Major supermarkets chains in the US including Walmart and Whole Foods continue to use hydrofluorocarbons, gaseous compounds used in refrigerants and a major source of greenhouse gas emissions more powerful than carbon dioxide, according to a survey by the Environmental Investigation Agency.
The report, The Dirty Dozen: How your local supermarket is killing the climate, finds that AholdUSA, Costco, Delhaize, HEB, Kroger, Meijer, Publix, Safeway, Supervalu, Target, Walmart and Whole Foods have not taken substantial action to begin phasing out HFCs or reduce the amount of HFC emissions leaking from refrigeration systems.
The US- and London-based nonprofit surveyed 11 of the largest supermarket chain, which make up more than 35 percent of stores in the industry, as well as Whole Foods because of its focus on environmental sustainability. It graded stores based on nine categories under four main themes: HFC use and policy, partnerships and pledges, maintenance and energy efficiency.
The leakage from all US supermarket refrigeration systems is more than the emissions from the annual electricity use of nearly 8 million households, EIA says.
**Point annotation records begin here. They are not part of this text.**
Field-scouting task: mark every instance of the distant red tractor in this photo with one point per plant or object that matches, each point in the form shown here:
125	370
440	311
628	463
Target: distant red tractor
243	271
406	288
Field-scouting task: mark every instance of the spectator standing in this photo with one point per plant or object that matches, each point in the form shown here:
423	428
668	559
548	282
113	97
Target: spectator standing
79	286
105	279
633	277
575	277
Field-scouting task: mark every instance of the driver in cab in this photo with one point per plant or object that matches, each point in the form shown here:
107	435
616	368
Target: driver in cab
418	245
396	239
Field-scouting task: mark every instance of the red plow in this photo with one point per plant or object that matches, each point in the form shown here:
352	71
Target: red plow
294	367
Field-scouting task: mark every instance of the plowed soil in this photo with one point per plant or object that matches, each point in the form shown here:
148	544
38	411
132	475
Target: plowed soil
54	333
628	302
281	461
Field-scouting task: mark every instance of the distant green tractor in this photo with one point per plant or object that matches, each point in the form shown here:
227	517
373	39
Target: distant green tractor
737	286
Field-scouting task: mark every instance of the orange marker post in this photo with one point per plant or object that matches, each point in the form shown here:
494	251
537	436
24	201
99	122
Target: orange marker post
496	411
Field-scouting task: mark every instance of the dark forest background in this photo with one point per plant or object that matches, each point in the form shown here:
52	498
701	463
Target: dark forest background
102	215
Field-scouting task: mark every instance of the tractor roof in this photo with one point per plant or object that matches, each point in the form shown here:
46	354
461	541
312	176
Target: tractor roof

Not a single store received a passing grade. Only Delhaize, which owns the Hannaford, Sweetbay, Bottom Dollar and Food Lion brands, earned more than 50 percent of the available points in the survey. Whole Foods, which has a stated commitment to sustainability, only received 38 percent of available points.
Some US supermarket chains have installed HFC-free systems in stores. Whole Foods, HEB and Delhaize America are installing natural refrigerant systems into some new stores. SuperValu retrofitted a store with an ammonia/CO2 cascade system and Walmart has installed 35 of these ammonia systems at its distribution centers and manufacturing plants.
In August, Delhaize America opened a grocery store that will use carbon dioxide as a refrigerant rather than HFCs — the first such supermarket in the US.
However, these stores don’t represent a trend toward increasing the use of HFC-free systems, representing only one-tenth of 1 percent of all stores from the 12 companies surveyed by EIA.
The EIA says US retailers should publicly commit to eliminate the use of HFCs in all new stores and produce a plan with a clear time frame to retrofit existing stores with HFC-free technologies. The EIA also recommends that supermarkets establish maintenance programs to to reduce leakage in supermarkets, install doors and refrigerators and freezer and adopt other energy savings measures.